The Parliamentary Assembly provides a forum for all Europeans, and it’s no surprise that the calamitous situation in Syria came up for debate in our last session two weeks ago.
I was proud to hear Members of Parliament from our neighbours around the continent praise the actions of the British Parliament in restraining the Government’s overzealous plans for military intervention.
The Swedish MP who preceded me in the Assembly debate said that our debate in the Commons was “a good example of parliamentarians taking action” and that she found the debate “astonishing”. “We can all learn lessons from it,” she concluded.
Those among the ‘enlightened liberals’ of the press and the cities like to portray the Conservative party policy on Europe as an irrational, hodge-podge rearguard action to keep together a party that is deeply divided.
All reasonable, sensible people – the liberals would tell us – believe in a united Europe centrally governed from Brussels. This is, in a word, nonsense.
The debate in the Parliamentary Assembly of the Council of Europe shows that when the British people make their voice heard – as happened in preventing the Government from making a military intervention in Syria – we actually find friends across Europe raising their voices with us, and praising us when we’ve done well.
It is partly because of our friends on the Continent that the Prime Minister is pushing for reform of the European Union.
We need to identify allies who share our vision for Europe: a group of free, sovereign, and independent countries working together to bring down barriers while allowing the liberty of each country to preserve its way of life and way of doing things.
Recently, the European Union introduced a timeframe for the elimination of mobile phone roaming charges within the EU.
Within a few years’ time, you will be able to go on holiday to France, Spain, or Italy and be charged the same mobile phone rates as you would when travelling to London, Manchester, or Edinburgh.
This is a perfect example of an area where we Britons are happy to cooperate with our European partners.

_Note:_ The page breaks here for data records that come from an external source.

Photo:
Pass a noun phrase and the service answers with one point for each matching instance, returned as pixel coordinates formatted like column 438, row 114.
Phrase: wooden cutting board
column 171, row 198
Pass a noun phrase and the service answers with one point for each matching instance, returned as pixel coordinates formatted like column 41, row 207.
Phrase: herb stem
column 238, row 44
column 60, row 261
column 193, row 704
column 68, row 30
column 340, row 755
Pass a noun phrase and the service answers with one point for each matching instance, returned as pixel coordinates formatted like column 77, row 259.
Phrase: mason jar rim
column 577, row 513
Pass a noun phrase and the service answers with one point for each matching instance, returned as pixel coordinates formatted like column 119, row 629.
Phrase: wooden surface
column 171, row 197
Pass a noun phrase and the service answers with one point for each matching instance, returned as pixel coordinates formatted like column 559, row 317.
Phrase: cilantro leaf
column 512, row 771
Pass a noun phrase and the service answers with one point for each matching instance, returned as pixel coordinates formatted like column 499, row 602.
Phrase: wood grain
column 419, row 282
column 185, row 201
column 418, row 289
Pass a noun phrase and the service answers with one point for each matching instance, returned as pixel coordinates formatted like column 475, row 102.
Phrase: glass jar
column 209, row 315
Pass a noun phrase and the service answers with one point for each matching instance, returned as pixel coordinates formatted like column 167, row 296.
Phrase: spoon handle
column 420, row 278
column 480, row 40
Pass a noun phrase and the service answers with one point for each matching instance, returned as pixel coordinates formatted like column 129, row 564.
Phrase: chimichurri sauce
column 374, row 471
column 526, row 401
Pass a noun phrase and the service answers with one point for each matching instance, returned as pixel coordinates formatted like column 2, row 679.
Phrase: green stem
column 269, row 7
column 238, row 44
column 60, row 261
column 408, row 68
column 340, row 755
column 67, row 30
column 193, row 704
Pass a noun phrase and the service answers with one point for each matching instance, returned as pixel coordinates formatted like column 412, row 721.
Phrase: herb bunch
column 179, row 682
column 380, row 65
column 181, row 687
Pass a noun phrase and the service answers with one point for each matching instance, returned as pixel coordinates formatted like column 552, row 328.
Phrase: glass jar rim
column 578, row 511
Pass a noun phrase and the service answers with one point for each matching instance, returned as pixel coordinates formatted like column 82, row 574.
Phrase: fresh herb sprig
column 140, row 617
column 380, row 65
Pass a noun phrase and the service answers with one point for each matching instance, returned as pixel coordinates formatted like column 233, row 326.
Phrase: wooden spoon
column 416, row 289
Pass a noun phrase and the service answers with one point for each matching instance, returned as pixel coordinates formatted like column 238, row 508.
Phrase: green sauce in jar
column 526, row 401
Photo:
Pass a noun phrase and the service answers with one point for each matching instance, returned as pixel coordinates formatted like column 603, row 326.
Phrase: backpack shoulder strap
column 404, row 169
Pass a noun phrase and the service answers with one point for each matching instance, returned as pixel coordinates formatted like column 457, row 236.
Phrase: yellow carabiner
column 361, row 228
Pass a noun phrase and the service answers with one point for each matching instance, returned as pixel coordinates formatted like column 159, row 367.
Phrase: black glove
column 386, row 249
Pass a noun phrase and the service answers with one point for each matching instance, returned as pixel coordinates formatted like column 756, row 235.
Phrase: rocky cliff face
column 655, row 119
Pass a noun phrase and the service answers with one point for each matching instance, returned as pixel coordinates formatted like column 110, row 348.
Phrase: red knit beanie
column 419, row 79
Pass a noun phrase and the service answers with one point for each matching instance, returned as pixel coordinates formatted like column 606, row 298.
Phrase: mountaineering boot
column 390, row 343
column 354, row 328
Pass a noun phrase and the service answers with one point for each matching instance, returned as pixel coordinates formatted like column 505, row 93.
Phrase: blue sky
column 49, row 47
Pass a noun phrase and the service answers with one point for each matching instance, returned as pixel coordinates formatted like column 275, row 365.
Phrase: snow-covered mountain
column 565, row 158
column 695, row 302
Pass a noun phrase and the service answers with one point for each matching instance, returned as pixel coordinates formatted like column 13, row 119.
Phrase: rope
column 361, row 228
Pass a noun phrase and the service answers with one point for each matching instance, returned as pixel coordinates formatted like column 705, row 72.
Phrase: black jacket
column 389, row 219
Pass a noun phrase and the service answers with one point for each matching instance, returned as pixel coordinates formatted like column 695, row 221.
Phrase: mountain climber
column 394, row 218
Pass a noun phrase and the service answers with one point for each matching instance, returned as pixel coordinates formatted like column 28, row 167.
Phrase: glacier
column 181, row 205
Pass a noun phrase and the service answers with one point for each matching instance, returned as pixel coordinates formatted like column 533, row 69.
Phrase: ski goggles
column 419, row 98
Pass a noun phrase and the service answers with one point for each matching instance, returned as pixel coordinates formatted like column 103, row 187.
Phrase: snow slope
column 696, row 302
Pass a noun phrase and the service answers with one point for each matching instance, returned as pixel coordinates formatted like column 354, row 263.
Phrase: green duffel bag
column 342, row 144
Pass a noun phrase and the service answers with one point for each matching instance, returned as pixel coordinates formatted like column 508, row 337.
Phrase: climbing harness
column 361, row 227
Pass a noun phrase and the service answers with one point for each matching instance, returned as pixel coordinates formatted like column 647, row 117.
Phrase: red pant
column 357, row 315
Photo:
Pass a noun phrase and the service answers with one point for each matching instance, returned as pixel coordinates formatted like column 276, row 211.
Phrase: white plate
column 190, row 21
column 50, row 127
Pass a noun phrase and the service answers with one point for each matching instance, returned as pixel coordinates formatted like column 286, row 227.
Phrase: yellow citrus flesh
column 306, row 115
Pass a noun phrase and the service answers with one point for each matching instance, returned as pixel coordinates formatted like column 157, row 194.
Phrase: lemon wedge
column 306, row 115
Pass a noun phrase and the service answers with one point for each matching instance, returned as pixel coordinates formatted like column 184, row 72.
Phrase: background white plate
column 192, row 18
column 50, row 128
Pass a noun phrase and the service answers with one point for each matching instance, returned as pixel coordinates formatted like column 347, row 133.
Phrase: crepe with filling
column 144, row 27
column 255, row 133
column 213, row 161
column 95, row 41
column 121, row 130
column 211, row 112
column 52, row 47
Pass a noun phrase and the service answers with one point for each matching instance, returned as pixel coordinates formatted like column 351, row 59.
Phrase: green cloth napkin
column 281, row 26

But there are other areas, too numerous to mention, in which we are determined to continue making our own decisions.
Other European governments will be unconvinced of our seriousness about reform unless faced with the threat of the UK leaving the EU.
This is another reason why we must have a referendum so that voters can have their say on our relationship with Europe for the first time in a generation. We are working hard towards the goal of an independent Britain in a free Europe.